Problem:
Let $f$ be a path from $a$ to $b$. Show that $g$ defined by
$g(x)= \left\{ \begin{array}{ll} f(2x) & x \in [0, \frac{1}{2}] \\ b & x\in[\frac{1}{2}, 1] \\ \end{array} \right. $
is path-homotopic to $f$.
My Solution:
Define $H : I \times I \rightarrow X$,
$H(x, t)= \left\{ \begin{array}{ll} f(x+tx) & x \in [0, \frac{1}{1+t}] \\ b & x\in[\frac{1}{1+t}, 1] \\ \end{array} \right. $
We can see that at $x = \frac{1}{1+t}$,
$f(\frac{1}{1+t}+\frac{t}{1+t}) = f(1) = b$ (as $f$ is a path from $a$ to $b$)
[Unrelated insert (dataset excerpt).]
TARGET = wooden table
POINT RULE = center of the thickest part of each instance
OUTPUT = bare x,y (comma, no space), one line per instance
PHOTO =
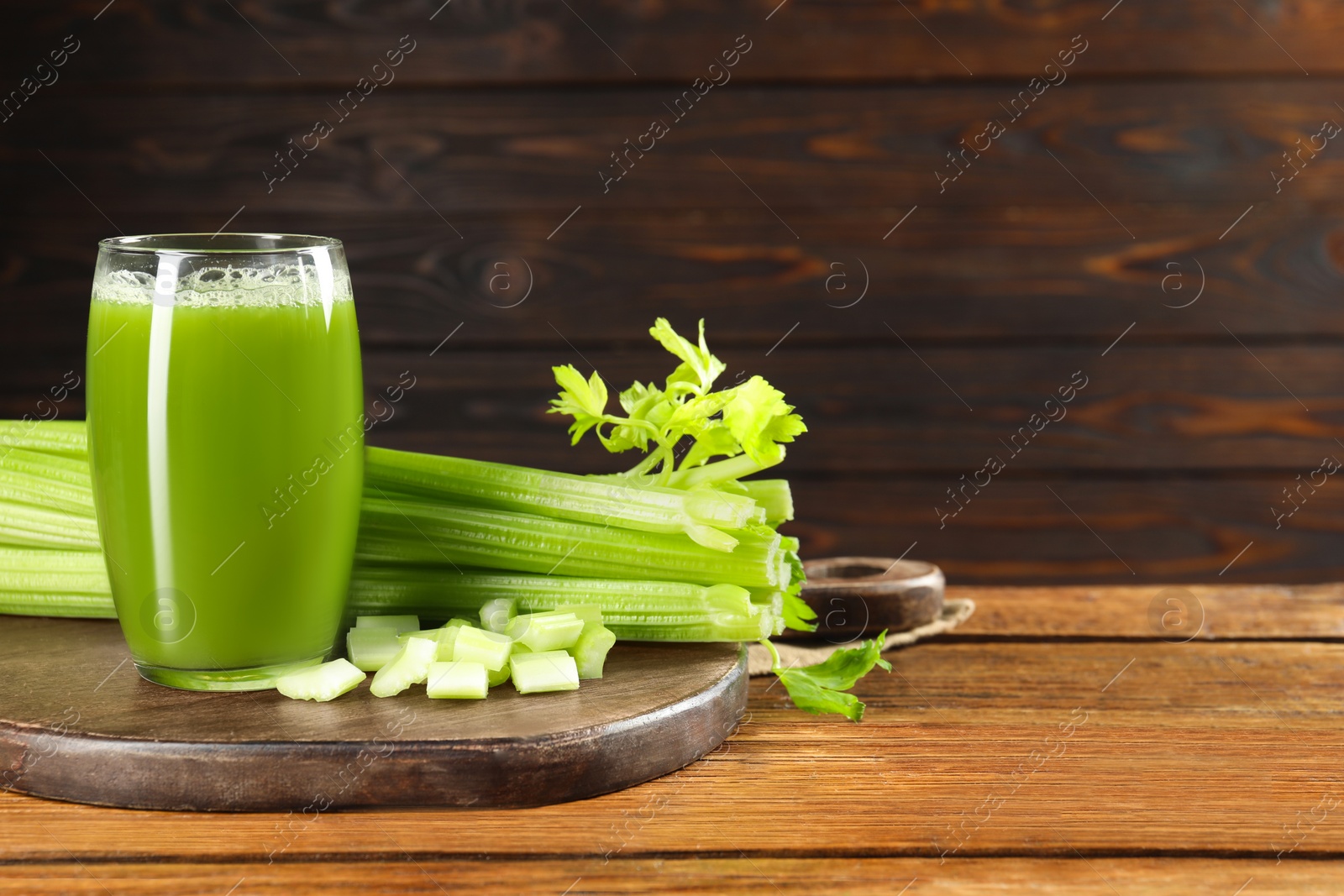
1065,741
Also, (checking criteria for homotopy),
$H(x,0)= f(x)$
$H(x, 1)= \left\{ \begin{array}{ll} f(2x) & x \in [0, \frac{1}{2}] \\ b & x\in[\frac{1}{2}, 1] \\ \end{array} \right. = g(x)$
$H(0,t)= f(0) = a$
$H(1,t)= g(1)=b$
So, I do believe I have defined a homotopy. However, I have been asked to show continuity. I thought that because $f$ is continuous and $b$, a constant, is continuous, then $H$ would be continuous. Though, my professor said that is not enough to prove continuity... that it only shows continuity along one line. So my question is...
- How can continuity fail?
- How do I prove continuity in another way? (Perhaps $\epsilon - \delta$?)